The European Commission on November 23 proposed introducing a gas price cap for a year from January 1 at 275 euros a megawatt hour (MWh) EU energy commissioner, Kadri Simson said.
The Commission hopes the ceiling will help member states curb energy prices for homes and business that have reached record highs this year following Russia’s invasion of Ukraine, leading to inflation and a cost of living squeeze.
The proposals will be debated by energy ministers from the bloc’s 27 member countries on November 24.
Do all countries agree?
The price cap idea has led to persistent disagreements between the EU’s 27 member states.
Belgium, Greece, Italy and Poland are among the countries most vocal in calling for a gas price cap to be implemented, while the bloc’s largest economy Germany has led the opposition.
Germany has said a cap could make it harder to attract much needed gas supply and reduce the incentive to curb gas consumption when countries need to save fuel and replace Russian deliveries.
How would the cap work?
The European Commission, the EU executive, has proposed applying the cap to month-ahead derivatives on the Title Transfer Facility (TTF), the Netherlands-based gas exchange that serves as Europe’s price benchmark.
It would kick in if the front-month TTF settlement price exceeds 275 euros/MWh for two weeks and if TTF prices are 58 euros higher than a Liquefied Natural Gas (LNG) reference price for 10 consecutive trading days within the two weeks, Commission documents showed.
If these conditions are met any trades above the cap level would not be accepted.
It would not affect over-the-counter (OTC) trade, which the Commission said was a safety valve for critical deliveries while being unlikely to take over any major share of trade.
The ministers on Thursday will debate the formula of the cap, the ceiling level, as well as the size of the gap between the TTF price and global LNG prices.

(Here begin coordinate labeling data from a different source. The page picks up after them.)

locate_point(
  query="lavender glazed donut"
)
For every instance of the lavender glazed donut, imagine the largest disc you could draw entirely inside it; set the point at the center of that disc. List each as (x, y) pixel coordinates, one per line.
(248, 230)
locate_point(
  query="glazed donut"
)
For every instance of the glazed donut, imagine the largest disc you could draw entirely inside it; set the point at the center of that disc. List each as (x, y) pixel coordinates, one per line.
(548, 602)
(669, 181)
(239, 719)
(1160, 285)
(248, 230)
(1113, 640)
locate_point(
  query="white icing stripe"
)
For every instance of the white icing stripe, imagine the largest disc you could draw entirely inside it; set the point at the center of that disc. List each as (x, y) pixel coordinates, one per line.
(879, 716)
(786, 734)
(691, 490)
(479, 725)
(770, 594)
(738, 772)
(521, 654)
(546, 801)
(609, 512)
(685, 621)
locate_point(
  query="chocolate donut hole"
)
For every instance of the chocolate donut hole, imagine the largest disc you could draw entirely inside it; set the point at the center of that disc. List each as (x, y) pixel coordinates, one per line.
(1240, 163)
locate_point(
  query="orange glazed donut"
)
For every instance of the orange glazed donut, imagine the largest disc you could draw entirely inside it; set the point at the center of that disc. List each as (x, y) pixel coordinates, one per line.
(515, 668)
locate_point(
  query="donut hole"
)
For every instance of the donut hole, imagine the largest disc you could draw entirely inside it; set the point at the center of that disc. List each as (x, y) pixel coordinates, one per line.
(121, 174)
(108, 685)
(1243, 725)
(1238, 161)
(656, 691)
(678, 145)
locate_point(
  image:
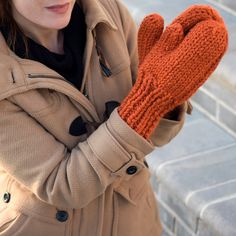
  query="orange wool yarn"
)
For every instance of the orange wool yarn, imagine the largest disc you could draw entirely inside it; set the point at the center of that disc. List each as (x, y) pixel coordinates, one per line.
(173, 68)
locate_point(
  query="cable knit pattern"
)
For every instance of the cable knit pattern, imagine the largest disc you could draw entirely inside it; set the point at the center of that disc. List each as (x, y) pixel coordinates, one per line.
(186, 54)
(149, 33)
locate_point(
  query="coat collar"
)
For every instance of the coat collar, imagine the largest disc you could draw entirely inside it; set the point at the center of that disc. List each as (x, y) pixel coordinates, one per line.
(96, 13)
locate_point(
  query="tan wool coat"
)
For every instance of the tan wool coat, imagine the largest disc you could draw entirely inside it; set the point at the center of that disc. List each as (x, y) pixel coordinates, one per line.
(66, 169)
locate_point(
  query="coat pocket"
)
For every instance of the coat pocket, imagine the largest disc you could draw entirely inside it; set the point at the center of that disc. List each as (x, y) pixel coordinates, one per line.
(136, 210)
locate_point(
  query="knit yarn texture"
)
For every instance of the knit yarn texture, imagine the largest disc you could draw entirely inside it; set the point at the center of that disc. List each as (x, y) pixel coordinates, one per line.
(173, 64)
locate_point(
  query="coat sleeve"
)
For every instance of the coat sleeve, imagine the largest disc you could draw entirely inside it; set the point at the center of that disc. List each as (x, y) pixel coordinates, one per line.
(167, 128)
(67, 179)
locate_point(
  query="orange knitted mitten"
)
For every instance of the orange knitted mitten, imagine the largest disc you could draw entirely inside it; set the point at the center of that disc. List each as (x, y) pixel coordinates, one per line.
(186, 54)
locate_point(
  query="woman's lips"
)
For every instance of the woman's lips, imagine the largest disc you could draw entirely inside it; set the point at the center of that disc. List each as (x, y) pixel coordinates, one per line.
(60, 9)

What does the market think?
The Association of European Energy Exchanges (Europex) has written to the Commission saying the plan could pose a major risk to financial stability and supply in Europe’s energy markets.
Europex said the cap could lead to utilities stopping forward buying and selling, called hedging, of their gas production and consumption and lead them to move to more OTC trading, not subject to the cap, which it said could increase counterparty risks.
Europex also said the cap could make it harder for utilities to attract LNG deliveries.
Some traders have said it could reduce the liquidity of front-month trades and lead to an increase in trading in other products such as the day-ahead contract.
The Commission’s Ms. Simson said the mechanism is carefully designed to be effective, while not jeopardising security of supply, the functioning of EU energy markets and financial stability.
Will the cap lower prices?
Ms. Simson, when announcing the proposal said there was no silver bullet to cut prices.
The Front-month Dutch TTF contract is trading around 120 euros/MWh, but has reached intraday highs over 340 euros/MWh this year.
The 275 euros level is a higher cap than some had expected, with one EU diplomat previously suggesting a 150-180 euros/MWh range.
New gas price benchmark
While the price cap is designed to be a temporary fix, the Commission wants a more lasting alternative price benchmark for gas in Europe, and has asked EU energy regulators to launch one by March 31, 2023.
Historically, the gas price at the TTF hub has been used as a benchmark for LNG deliveries into Europe. But the major reduction of Russian gas supplies this year has made the TTF price extremely volatile, and often more expensive than LNG prices in other regions.
Brussels says a new index is needed since the TTF is guided by pipeline supply and no longer represents a market that includes more LNG.
Some industry sources have suggested industry should develop a new benchmark on its own. Its success would depend on whether the gas industry uses it.
Price cap on Russian gas
The Commission suggested a Russian gas price cap in September, but dropped the idea after resistance from central and eastern European countries worried Moscow would retaliate by cutting off the gas it still sends to them.
Europe relied on Russia for roughly 40% of its gas before Moscow invaded Ukraine. That share has dropped to around 8% as Russia has cut supplies to Europe.
Given that fall, some EU diplomats said a price cap would do little to reduce European gas prices, and would function as more of a geopolitical move to cut revenues to Moscow.